Eating Out in Vietnam
Find out what to expect when eating out in Vietnam…
There are many options in Vietnam for eating out. Everything is on offer, from a quick meal from a cart on the street to western-style cafés or international cuisine.
The type of food encountered in Vietnam is also largely determined by the occasion or situation in which it is eaten. Street food is a huge aspect of social life, and people eating on the street can be found almost everywhere, at any time of the day.
For breakfast, people normally eat a hot noodle soup, as yin-yang theory stipulates that eating a hot dish in the morning allows the body to adapt to the heat and keeps a person cool for the rest of the day. Lunch normally involves a plate of rice with a choice of different meat or fish dishes, depending on what the owner of the stall or restaurant has prepared. Barbecued meat, fish and seafood (apart from com suon - the common pork chop and rice dish) tend to be eaten during long evening sessions of eating, drinking and talking at restaurants or on the street, which is collectively known as “nhau”, a Vietnamese institution in its own right.
Some of the favourite fast food choices across the country are the many noodle dishes - pho (pronounced "foh") being the most widespread and common. While appearing as simple rice noodles with either chicken or beef, the broth used to make pho is actually a highly complex and time-consuming ingredient to produce – a common aspect of Vietnamese food. Pho often comes served with a piece of fried flour dough, or quay.
A popular dessert item is chè which can be made out of a variety of ingredients, including fruit, rice, corn, tapioca or beans. These puddings are sold at most food markets or street stands and can be eaten hot or cold. They are usually served in a glass or plastic cup.

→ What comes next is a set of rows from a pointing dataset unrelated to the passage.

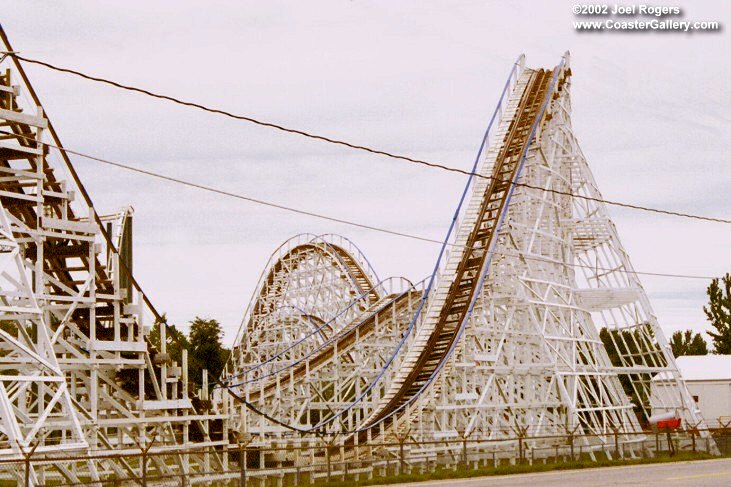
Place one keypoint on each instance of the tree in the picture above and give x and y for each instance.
(718, 313)
(206, 350)
(686, 343)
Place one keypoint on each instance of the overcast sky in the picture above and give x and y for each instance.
(652, 113)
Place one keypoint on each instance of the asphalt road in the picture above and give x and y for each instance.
(696, 473)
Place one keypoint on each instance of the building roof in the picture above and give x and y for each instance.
(702, 367)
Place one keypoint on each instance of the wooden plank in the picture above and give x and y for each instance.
(23, 118)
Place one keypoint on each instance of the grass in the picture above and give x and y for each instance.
(442, 473)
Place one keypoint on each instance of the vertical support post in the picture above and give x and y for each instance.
(242, 463)
(329, 461)
(144, 467)
(27, 470)
(402, 460)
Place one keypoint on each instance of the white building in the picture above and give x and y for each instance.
(708, 378)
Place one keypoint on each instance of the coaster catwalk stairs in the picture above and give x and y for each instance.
(504, 337)
(78, 374)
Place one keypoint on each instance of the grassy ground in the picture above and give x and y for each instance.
(513, 469)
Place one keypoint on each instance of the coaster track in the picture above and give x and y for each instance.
(504, 334)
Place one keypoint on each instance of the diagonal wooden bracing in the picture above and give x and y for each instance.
(505, 338)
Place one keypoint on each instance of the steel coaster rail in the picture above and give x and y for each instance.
(284, 249)
(514, 72)
(483, 273)
(325, 344)
(352, 246)
(350, 305)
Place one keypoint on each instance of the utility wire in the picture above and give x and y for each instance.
(350, 145)
(321, 216)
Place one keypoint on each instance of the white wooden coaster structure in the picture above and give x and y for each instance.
(79, 376)
(504, 340)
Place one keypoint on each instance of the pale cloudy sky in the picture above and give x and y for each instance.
(416, 78)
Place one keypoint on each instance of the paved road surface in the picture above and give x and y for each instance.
(697, 473)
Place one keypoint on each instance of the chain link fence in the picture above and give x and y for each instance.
(264, 462)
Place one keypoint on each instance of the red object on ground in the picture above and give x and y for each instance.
(669, 423)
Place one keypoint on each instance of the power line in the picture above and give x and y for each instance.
(321, 216)
(350, 145)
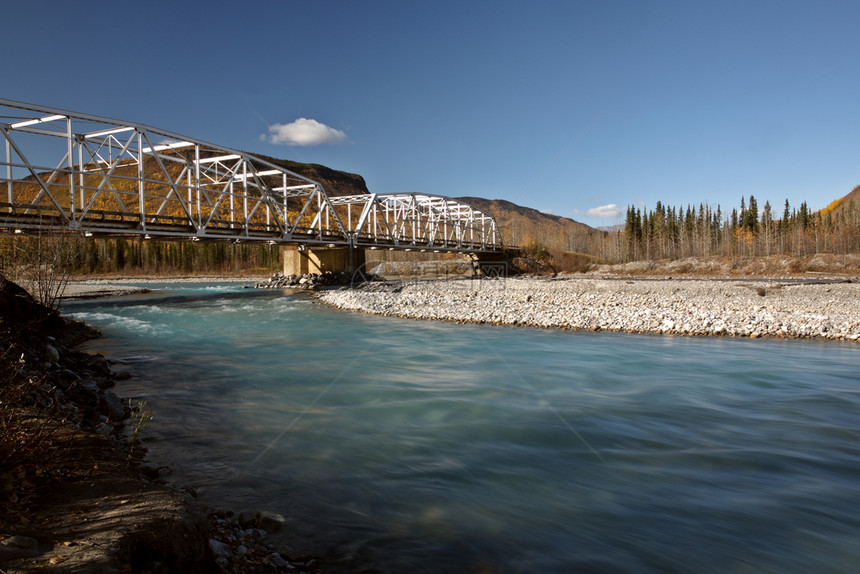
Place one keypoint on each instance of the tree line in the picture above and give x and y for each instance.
(676, 232)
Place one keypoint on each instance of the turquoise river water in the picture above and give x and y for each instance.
(393, 445)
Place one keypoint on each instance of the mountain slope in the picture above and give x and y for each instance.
(843, 204)
(524, 226)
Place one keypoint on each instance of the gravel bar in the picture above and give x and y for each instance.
(815, 310)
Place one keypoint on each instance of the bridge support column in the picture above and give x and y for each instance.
(321, 260)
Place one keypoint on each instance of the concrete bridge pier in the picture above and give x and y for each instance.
(300, 260)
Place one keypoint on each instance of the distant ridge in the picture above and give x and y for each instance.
(842, 203)
(523, 226)
(336, 183)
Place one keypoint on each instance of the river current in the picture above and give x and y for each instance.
(394, 445)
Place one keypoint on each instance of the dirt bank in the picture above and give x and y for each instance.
(76, 494)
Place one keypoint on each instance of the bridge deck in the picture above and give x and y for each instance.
(66, 171)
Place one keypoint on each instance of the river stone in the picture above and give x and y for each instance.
(111, 406)
(18, 547)
(269, 521)
(219, 549)
(52, 353)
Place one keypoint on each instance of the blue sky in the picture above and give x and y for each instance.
(570, 107)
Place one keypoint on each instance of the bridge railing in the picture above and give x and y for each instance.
(70, 171)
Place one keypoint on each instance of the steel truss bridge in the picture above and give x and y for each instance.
(67, 171)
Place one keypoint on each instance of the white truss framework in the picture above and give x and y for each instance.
(68, 171)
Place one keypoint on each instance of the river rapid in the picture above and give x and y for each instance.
(395, 445)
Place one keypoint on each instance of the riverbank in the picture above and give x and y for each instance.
(90, 288)
(76, 494)
(790, 308)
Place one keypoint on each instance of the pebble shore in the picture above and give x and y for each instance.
(825, 309)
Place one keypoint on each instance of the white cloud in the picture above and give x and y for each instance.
(609, 211)
(303, 132)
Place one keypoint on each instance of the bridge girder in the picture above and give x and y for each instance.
(67, 171)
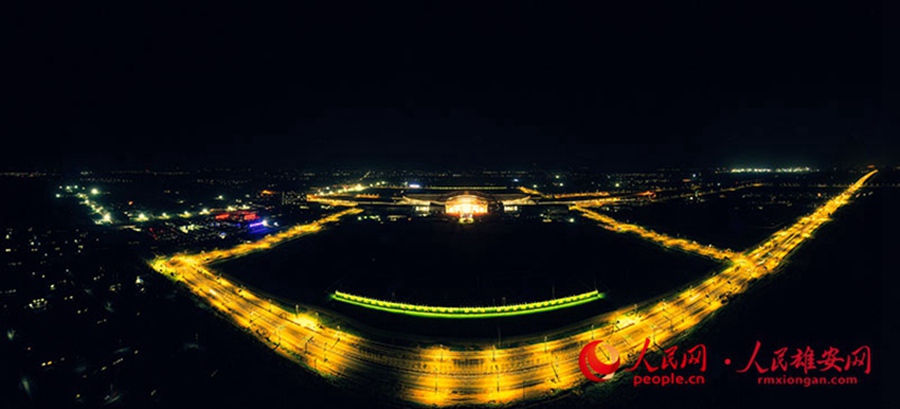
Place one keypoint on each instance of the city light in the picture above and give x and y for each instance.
(467, 312)
(482, 372)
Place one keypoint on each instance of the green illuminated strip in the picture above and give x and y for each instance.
(467, 312)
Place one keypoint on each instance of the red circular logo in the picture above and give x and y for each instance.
(590, 363)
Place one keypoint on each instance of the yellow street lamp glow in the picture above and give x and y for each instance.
(479, 372)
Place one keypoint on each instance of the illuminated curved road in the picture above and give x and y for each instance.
(480, 372)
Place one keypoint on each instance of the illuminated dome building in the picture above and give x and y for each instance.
(466, 206)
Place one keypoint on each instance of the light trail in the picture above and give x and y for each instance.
(468, 312)
(481, 372)
(665, 240)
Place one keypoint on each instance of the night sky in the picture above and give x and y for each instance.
(420, 85)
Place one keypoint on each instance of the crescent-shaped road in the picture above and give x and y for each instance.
(480, 372)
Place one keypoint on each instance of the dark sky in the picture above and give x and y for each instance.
(501, 85)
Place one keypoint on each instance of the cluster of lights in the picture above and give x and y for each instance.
(467, 312)
(474, 373)
(770, 170)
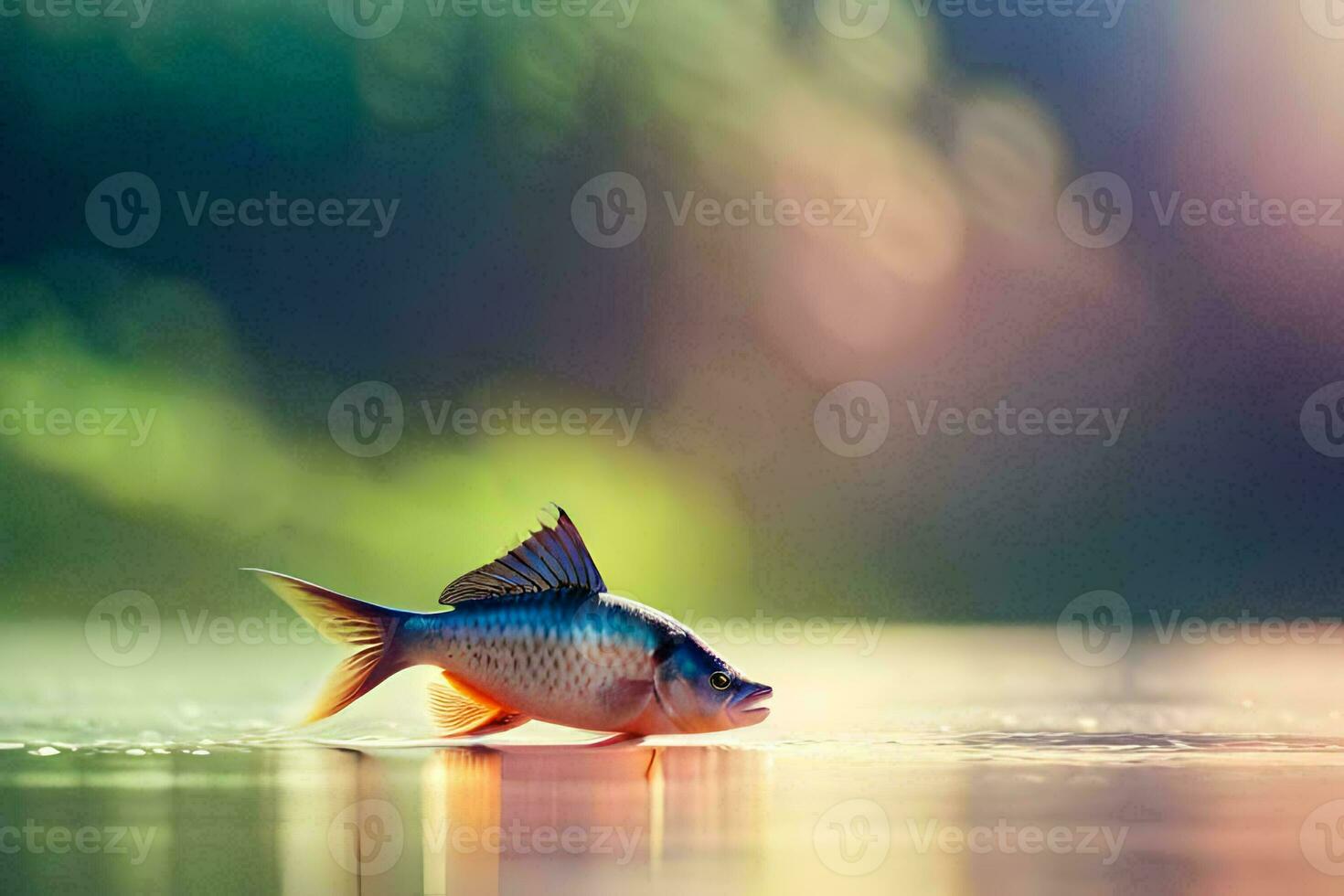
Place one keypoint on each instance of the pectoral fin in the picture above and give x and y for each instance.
(459, 710)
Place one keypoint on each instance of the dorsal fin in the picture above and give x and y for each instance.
(551, 558)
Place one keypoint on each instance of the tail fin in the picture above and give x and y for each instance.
(348, 621)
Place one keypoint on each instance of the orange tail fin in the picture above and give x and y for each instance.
(345, 620)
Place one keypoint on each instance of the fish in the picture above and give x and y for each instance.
(532, 635)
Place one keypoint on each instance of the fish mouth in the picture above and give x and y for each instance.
(748, 709)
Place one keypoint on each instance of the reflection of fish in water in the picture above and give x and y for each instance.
(534, 635)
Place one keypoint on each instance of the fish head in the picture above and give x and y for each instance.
(699, 690)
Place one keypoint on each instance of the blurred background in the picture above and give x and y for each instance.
(483, 291)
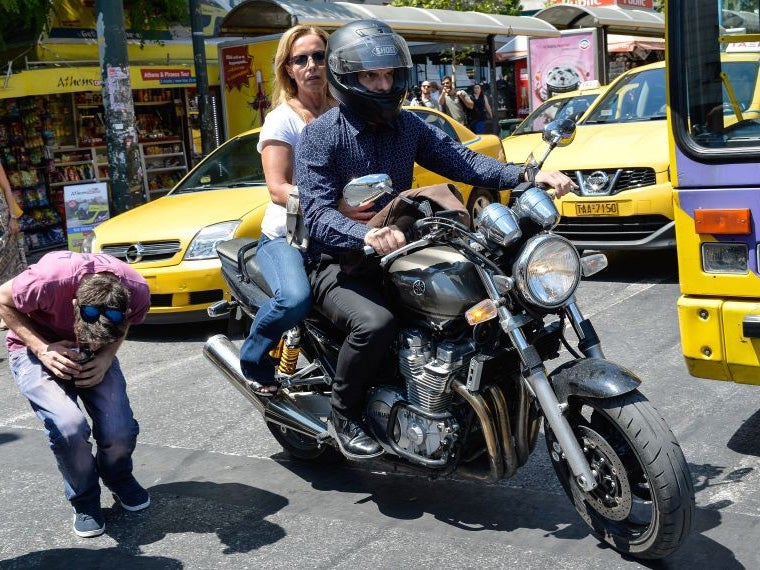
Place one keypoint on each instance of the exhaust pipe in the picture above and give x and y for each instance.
(281, 409)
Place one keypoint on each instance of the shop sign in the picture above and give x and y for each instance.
(640, 4)
(238, 66)
(167, 76)
(559, 65)
(247, 73)
(86, 207)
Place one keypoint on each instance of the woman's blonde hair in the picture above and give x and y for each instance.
(284, 86)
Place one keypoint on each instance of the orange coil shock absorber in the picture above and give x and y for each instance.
(290, 350)
(276, 351)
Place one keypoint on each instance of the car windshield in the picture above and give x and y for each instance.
(554, 110)
(235, 163)
(636, 97)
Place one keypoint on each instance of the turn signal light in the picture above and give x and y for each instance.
(483, 311)
(735, 222)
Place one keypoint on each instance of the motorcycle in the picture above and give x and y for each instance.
(481, 312)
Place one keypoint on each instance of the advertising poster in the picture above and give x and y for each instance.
(86, 206)
(246, 81)
(558, 65)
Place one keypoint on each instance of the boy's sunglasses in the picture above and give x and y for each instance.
(318, 57)
(91, 313)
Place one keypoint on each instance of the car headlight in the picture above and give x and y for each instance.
(547, 271)
(88, 242)
(205, 241)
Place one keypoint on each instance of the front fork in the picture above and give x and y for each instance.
(537, 379)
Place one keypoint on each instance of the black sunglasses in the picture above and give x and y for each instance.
(91, 313)
(318, 57)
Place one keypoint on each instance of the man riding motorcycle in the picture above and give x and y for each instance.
(369, 73)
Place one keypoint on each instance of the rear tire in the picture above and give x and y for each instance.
(478, 200)
(644, 503)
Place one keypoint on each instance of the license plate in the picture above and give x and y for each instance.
(596, 209)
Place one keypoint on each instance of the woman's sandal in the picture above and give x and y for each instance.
(264, 390)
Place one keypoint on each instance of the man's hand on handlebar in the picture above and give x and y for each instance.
(385, 240)
(555, 179)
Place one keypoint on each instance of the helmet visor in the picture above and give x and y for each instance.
(373, 52)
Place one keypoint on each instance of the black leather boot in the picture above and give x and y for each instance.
(353, 441)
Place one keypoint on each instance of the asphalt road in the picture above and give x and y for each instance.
(225, 496)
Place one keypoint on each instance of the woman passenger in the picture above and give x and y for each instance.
(300, 95)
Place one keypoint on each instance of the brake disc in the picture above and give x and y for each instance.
(612, 497)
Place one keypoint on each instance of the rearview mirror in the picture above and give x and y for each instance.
(559, 133)
(367, 189)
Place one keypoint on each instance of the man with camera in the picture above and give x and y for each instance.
(68, 314)
(454, 103)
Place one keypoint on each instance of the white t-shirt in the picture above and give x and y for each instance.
(281, 124)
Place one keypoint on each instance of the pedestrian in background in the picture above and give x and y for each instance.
(12, 257)
(481, 110)
(68, 314)
(454, 102)
(435, 92)
(424, 99)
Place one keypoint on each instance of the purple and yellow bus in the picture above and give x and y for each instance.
(713, 57)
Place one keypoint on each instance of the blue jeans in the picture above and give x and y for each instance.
(282, 267)
(113, 425)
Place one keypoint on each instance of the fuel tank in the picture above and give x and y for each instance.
(438, 283)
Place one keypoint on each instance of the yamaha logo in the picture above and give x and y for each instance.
(385, 50)
(596, 182)
(134, 253)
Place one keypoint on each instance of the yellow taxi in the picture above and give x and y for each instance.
(571, 105)
(620, 161)
(172, 241)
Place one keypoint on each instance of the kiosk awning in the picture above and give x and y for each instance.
(263, 17)
(615, 20)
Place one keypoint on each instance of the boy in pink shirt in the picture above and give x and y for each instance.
(68, 315)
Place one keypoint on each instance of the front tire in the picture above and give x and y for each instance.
(644, 502)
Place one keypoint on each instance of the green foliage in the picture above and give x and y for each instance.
(147, 18)
(21, 21)
(505, 7)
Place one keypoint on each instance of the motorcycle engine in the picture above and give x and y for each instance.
(424, 431)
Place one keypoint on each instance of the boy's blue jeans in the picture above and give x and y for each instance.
(113, 425)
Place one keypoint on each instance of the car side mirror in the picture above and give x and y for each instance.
(559, 133)
(367, 189)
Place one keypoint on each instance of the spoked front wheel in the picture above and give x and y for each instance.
(643, 504)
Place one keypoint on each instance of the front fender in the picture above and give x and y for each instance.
(592, 378)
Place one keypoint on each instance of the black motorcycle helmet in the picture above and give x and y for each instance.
(365, 45)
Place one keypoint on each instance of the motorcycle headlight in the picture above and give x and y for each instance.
(499, 224)
(547, 271)
(535, 204)
(204, 243)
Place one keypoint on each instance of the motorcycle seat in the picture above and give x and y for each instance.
(242, 253)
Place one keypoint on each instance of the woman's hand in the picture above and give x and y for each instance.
(360, 213)
(557, 180)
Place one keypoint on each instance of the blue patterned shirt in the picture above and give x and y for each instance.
(338, 147)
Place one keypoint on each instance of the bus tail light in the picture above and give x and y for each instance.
(722, 222)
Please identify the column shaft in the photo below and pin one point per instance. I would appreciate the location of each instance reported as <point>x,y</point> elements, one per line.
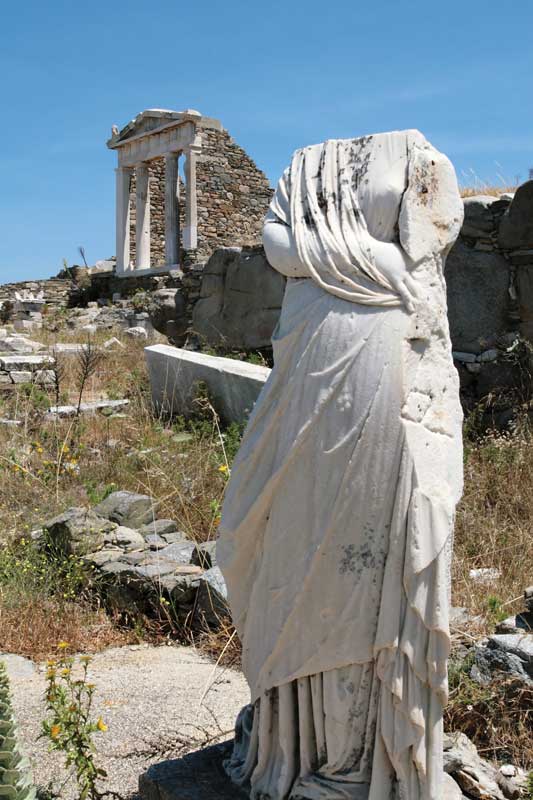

People in Vietnam place a high emphasis on freshness and the quality of the food they eat. However, as it is still a developing country, hygiene and food safety standards are not always easy to gauge. While food poisoning is not as widespread a problem as in India or Egypt, it is still possible, particularly when consuming dairy, which is essentially a recent import to the country’s culinary scene.
There has also been a big increase in the amount of western fast food restaurants across the country, with many of the usual household names being found in the big cities.